I googled "Arizona EMS Reciprocity" and got this:



> Arizona does not have reciprocal agreements for EMT certification with  			any other state or jurisdiction.  However, if you have current EMT  			certification or licensure in another state or jurisdiction, have  			current NREMT registration, or have current NREMT reregistration  			eligibility, you may apply for initial two-year Arizona EMT  			certification after completing an Arizona ALS refresher or EMT-B  			refresher rather than an Arizona EMT-B, EMT-I(99), or EMT-P course.   			The requirements for initial two-year EMT certification are provided  			in R9-25-404, available 			 			here.
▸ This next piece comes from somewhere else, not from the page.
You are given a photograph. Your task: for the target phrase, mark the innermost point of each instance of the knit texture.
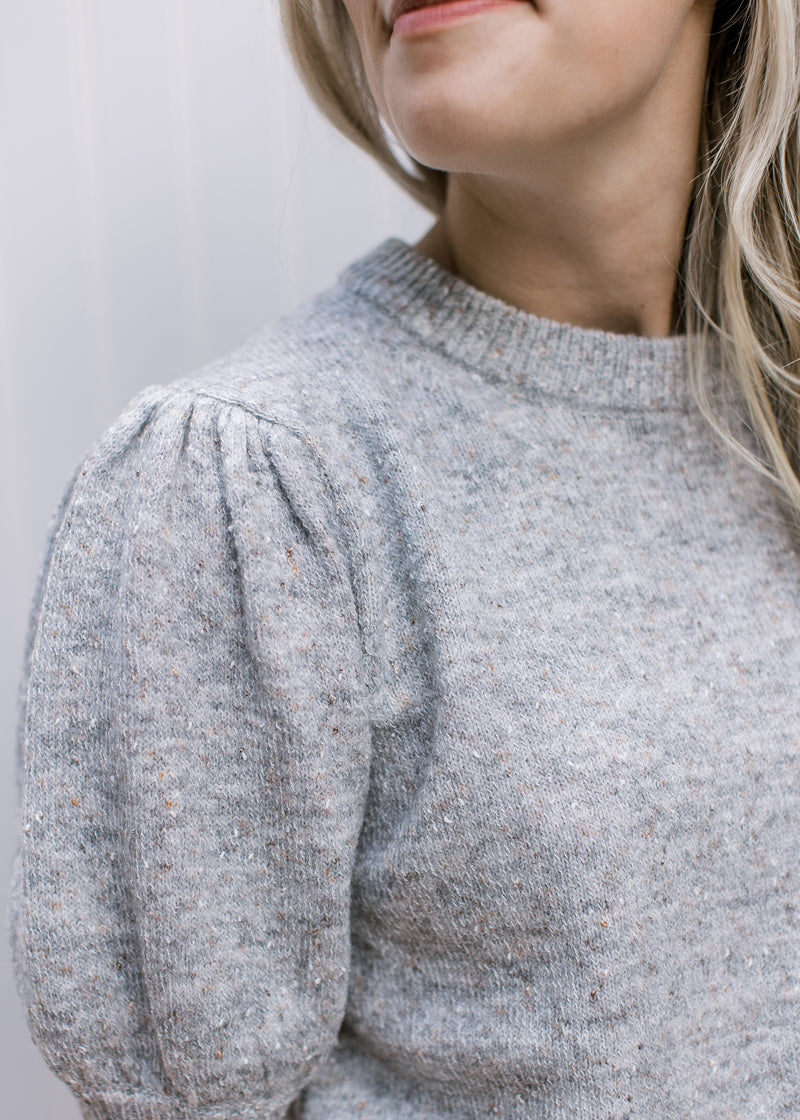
(410, 730)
> In addition, if you hold current NREMT registration as an EMT-Basic or  			EMT-Paramedic, but have not yet completed an Arizona ALS refresher  			or EMT-B refresher, you may apply for one temporary 6-month EMT-B or  			EMT-P certification.  Temporary 6-month EMT certification may be  			extended for 18 months after an EMT completes an Arizona ALS  			refresher or EMT-B refresher.  The requirements for temporary  			certification are provided in R9-25-405, available 			 			here.


----------